By Jon Doochin, CEO of Soligent. Originally posted on soligent.net and reposted with permission. That story can be found here.
As we exit the first phase of COVID-19, we enter a new phase of business and life. In the solar industry, we are no stranger to change, and this period is no different.
How COVID-19 Has Changed our Landscape
As an example, in April, the residential market saw a dip of roughly 50% compared to the same time the prior year. But we have seen a steady recovery with month-over-month gains in May and June, with the national level roughly recovering 15% of the year-over-year volume per month. These aren’t exact metrics, but they are indicative of what we are seeing from our permit data, survey data and conversation.
The systemic shift that has occurred in our market is switching from door-to-door sales origination to a virtual selling model, as well as a healthy dose of experimentation, with the evolution of installers and permitting jurisdictions alike. The acceleration of technology into companies and governments has taken longer to adapt.
Bloomberg (BNEF), Goldman Sachs (GSe) and Greentech Media (GTM) also presented forecasts of 2020 solar volumes and the impact of COVID below. Estimates were cut between 1%-32% for 2020 by the analysts mentioned.
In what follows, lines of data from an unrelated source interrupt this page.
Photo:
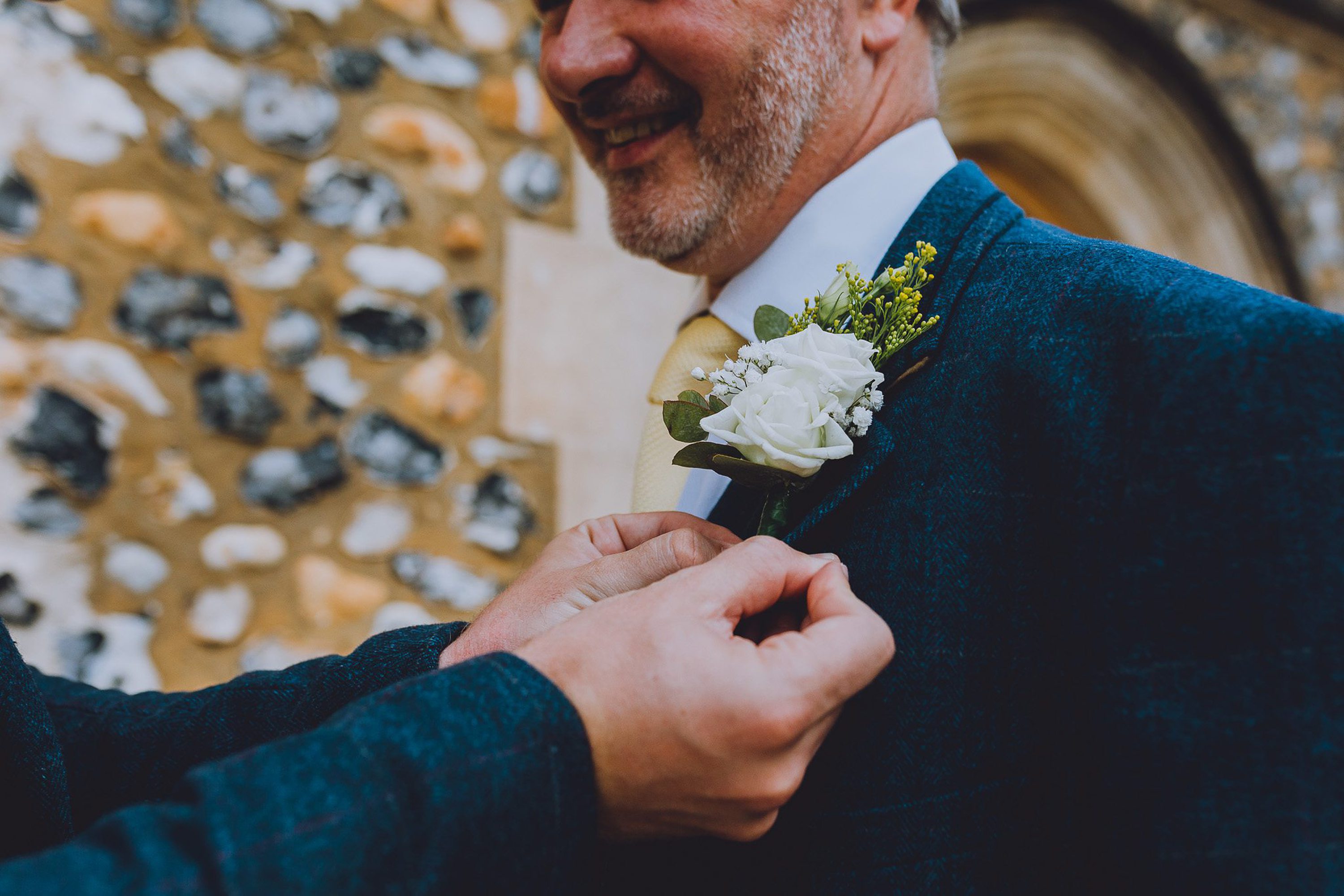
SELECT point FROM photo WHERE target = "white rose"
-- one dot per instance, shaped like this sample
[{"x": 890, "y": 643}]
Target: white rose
[
  {"x": 784, "y": 421},
  {"x": 838, "y": 363}
]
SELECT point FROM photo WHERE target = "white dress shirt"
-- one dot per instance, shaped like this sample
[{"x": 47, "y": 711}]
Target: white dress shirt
[{"x": 851, "y": 220}]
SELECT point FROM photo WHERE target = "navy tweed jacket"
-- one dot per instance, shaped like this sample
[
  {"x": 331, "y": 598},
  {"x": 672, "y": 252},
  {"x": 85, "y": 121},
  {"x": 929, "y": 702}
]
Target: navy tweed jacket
[
  {"x": 361, "y": 774},
  {"x": 1107, "y": 526}
]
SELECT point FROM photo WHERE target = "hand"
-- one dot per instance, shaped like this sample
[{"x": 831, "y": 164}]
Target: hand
[
  {"x": 593, "y": 560},
  {"x": 697, "y": 730}
]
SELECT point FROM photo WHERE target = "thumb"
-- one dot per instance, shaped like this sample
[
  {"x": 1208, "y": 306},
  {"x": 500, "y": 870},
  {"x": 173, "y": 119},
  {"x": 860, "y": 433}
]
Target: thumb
[
  {"x": 748, "y": 579},
  {"x": 651, "y": 562},
  {"x": 839, "y": 652}
]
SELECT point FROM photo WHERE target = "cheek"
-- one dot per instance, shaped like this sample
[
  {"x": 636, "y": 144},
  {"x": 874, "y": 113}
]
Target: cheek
[{"x": 709, "y": 45}]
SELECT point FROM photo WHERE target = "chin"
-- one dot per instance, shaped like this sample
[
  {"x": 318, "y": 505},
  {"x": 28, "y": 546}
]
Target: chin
[{"x": 666, "y": 224}]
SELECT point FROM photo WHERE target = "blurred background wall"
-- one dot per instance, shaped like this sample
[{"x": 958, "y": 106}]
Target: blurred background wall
[{"x": 310, "y": 326}]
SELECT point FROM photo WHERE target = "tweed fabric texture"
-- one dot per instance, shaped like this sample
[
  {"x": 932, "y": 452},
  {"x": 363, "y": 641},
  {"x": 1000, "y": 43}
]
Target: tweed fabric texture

Why Our Industry is Poised to Succeed
Our industry has used a crisis to drive down the long-term cost of solar in total. Some of this comes from remote workforces, some from leveraging software and some from the virtual permitting process. Moreover, there is a demand generation that comes from having everyone at home, watching their power bills go up. People have time to surf the internet or think about something other than the inconvenience of a limited social life. Coupled with potentially losing power from a storm, fire, hurricane or blackout and the evolution of lower cost storage — you get an interesting positive shift in solar + storage demand as a whole home backup typically with a positive return to the homeowner.
A Look into the Future
As we look into the future of residential solar, we see on average a return to last year’s volume in the August timeframe, though not in all markets. We see a move toward a residential boom in storage and it moving from a niche play to becoming more mainstream as prices decline and large manufacturers continue to evolve offerings. We see price stability in racking and inverters due to duopolistic market dynamics.
Notice the duopolistic nature of the residential inverter sector which lends to pricing stability and maturity.
The module world is much more fragmented than the inverter and racking world, which lends to competition and price compression in oversupply scenarios like COVID. And in the module world, we have seen a decline of pricing over the second quarter as demand dropped due to COVID. Module factories are costly to turn off and for many module manufacturers, it is better economically to sell at close to cost and produce as much as possible in order to run through older higher cost raw materials while producing cash flow to avert further crisis.
The below exhibit is an example of how the average selling price (ASP) of module components saw a substantial drop due to COVID compressing demand.
That said, as demand comes back online and China’s demand rises, we could see some potential bullwhip impacts with supply fluctuation.
The world is changing, and solar and storage are changing with it. It is a time of harnessing crisis to drive evolution and find that there are long-term benefits if the short-term hardships can be persevered. The market is only getting larger and more inviting for solar and storage.
Permission granted from Goldman Sachs for uses of materials in this publication.
David Ewing says
So what would be your pick for batteries for an offgrid solar system then? Lets use 40kw of power usage per day average, with a high occasional 90amp draw @ 220vac from the inverters. Something other than lead acid or lithium Ion & something I can buy today?
Solarman says
“The world is changing, and solar and storage are changing with it. It is a time of harnessing crisis to drive evolution and find that there are long-term benefits if the short-term hardships can be persevered. The market is only getting larger and more inviting for solar and storage.”
Moving towards home electrification and the eventual electrification of the transportation sector only needs some semblance to get back to normalcy from the medical community, that people are either “functionally” vaccinated against Covid-19 or have “functional” antibodies that allow them to go back to work. Technology is ready, the factories of the World are ready. IF the ‘people’ have money to spend after this, they will be ready.